Here’s a toast to the last of our greens; a nice and novel invention for kale. Try it!
Kalamata-Masala Kale Salad
- Yield: 4 servings 1x
- 1 bunch winter greens like kale or mustard greens, coarsely chopped
- 1 small yellow onion, chopped
- 2–3 cloves garlic, minced
- 1/2 cup kalamata olives, pitted and coarsely chopped
- 2 tablespoons sun-dried tomato olive oil
- 1 tablespoons apple cider vinegar
- 1 teaspoon honey
- 1/4 teaspoon Garam masala
- 1/4 teaspoon sea salt
- sprinkle of freshly ground black pepper
- Preheat the oven to 300. Rinse the greens and dry by laying out on a tea towel or using a salad spinner. Prepare the onion, garlic and olives and set aside. Whisk together the rest of the ingredients in a bowl. Mix everything together in a big bowl and spread out on a baking tray.
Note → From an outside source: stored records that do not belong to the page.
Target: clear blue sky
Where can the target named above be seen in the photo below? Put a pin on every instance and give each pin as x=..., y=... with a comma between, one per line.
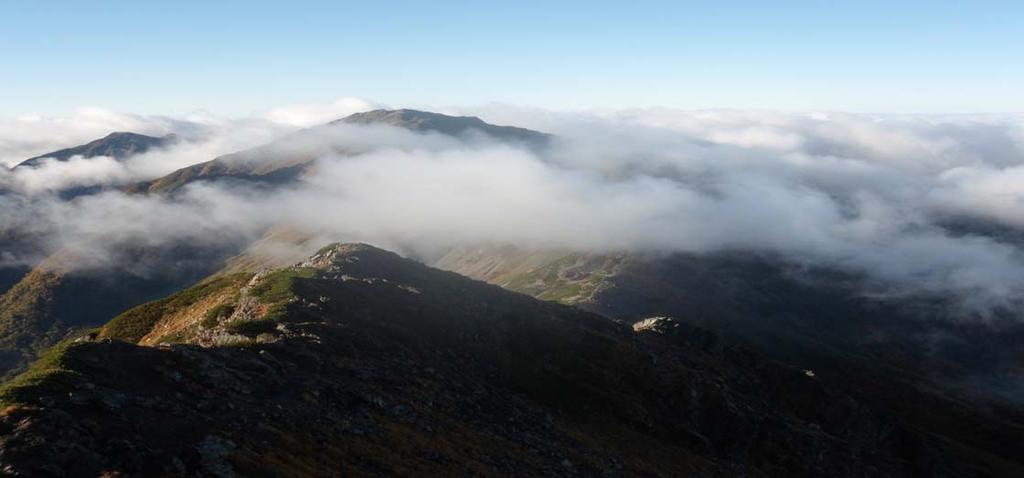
x=237, y=57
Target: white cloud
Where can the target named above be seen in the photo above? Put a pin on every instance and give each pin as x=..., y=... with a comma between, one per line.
x=864, y=193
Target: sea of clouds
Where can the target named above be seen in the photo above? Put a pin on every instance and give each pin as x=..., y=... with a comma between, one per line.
x=921, y=203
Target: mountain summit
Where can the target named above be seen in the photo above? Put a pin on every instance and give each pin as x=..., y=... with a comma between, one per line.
x=360, y=362
x=118, y=145
x=455, y=126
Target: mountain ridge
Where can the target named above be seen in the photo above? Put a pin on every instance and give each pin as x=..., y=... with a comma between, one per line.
x=358, y=359
x=118, y=145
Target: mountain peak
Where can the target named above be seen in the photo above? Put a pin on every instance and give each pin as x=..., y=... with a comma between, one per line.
x=419, y=121
x=119, y=144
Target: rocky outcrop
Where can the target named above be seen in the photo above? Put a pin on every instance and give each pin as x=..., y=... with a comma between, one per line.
x=360, y=362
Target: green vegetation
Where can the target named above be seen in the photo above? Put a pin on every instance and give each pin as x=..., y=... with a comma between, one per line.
x=276, y=287
x=215, y=314
x=47, y=373
x=567, y=279
x=136, y=322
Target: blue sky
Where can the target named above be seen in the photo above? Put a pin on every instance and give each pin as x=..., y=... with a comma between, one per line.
x=239, y=57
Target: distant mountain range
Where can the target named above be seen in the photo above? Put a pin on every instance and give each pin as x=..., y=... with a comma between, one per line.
x=291, y=361
x=358, y=360
x=40, y=306
x=282, y=162
x=117, y=145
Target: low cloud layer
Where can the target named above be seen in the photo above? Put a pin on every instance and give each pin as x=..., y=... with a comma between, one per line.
x=916, y=204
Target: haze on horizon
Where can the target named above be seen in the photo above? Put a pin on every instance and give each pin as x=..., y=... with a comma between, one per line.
x=239, y=58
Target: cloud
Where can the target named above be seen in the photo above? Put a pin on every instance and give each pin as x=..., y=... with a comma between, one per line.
x=304, y=116
x=885, y=197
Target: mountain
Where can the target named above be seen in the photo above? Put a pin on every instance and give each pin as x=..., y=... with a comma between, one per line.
x=39, y=307
x=118, y=145
x=820, y=318
x=57, y=298
x=289, y=158
x=454, y=126
x=357, y=361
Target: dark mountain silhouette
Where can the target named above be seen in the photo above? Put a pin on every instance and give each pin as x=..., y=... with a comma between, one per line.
x=289, y=158
x=454, y=126
x=118, y=145
x=356, y=361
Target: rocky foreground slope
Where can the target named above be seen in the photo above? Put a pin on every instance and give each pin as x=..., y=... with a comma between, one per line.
x=359, y=362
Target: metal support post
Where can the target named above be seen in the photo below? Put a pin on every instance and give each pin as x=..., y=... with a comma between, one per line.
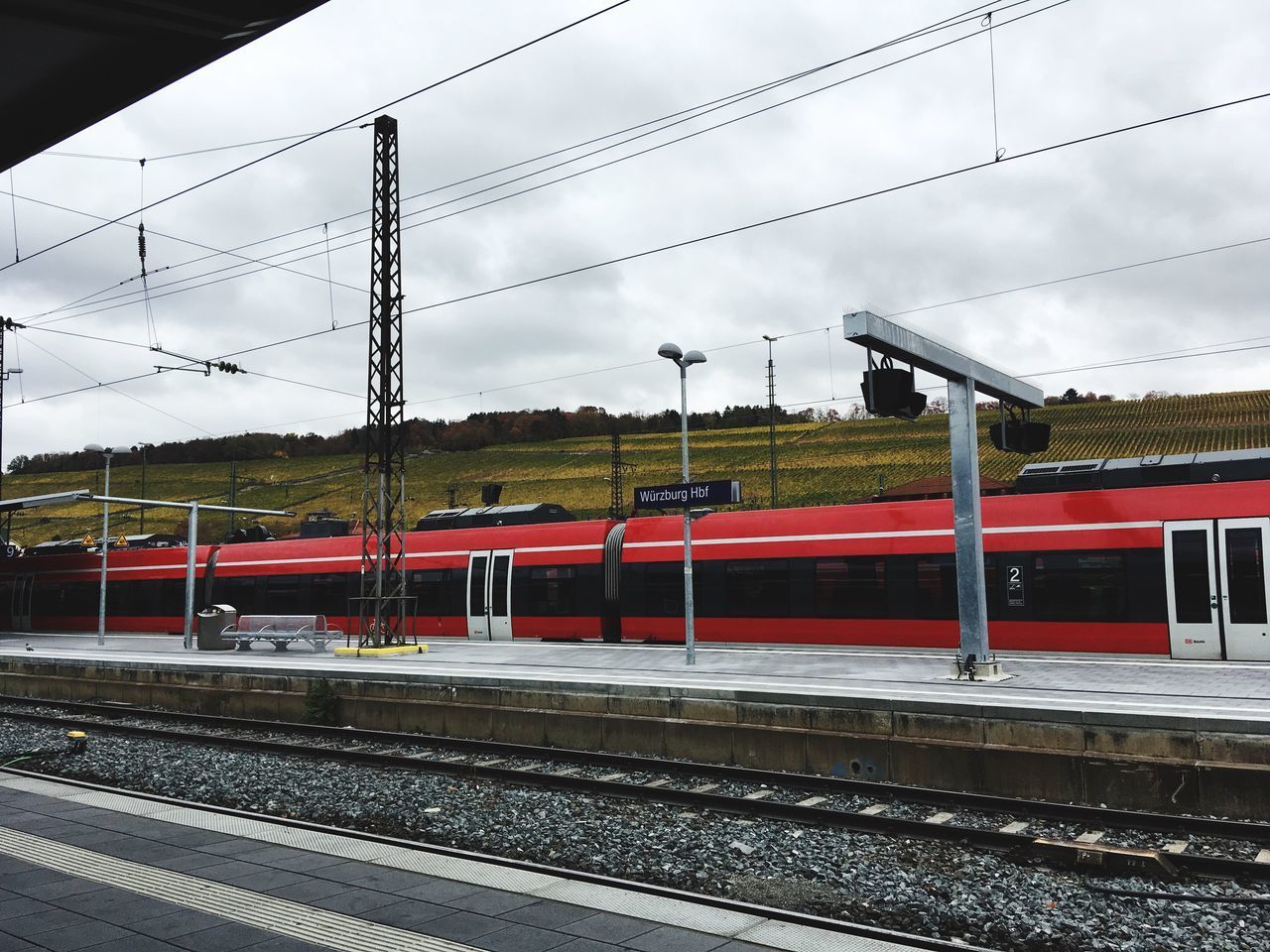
x=968, y=522
x=105, y=547
x=190, y=571
x=771, y=420
x=382, y=593
x=689, y=634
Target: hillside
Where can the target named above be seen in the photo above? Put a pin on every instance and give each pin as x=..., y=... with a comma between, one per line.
x=820, y=463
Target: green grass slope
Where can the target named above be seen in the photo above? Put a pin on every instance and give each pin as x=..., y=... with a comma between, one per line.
x=820, y=463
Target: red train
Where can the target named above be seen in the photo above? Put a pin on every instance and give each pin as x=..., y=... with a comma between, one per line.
x=1084, y=556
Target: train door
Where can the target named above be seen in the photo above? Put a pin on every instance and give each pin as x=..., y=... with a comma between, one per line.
x=19, y=607
x=489, y=595
x=1245, y=588
x=1218, y=589
x=1191, y=574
- Bake for about 15 minutes, or just until kale becomes slightly crispy. Check. I ended up burning this dish to a crisp, beyond kale chips. Though even burnt, spiced kale is delicious – so we ate it. Don’t fall prey to a careless lapse in time. (Funnily enough, the evidence disappeared from my camera, but I promised to share my blunder.)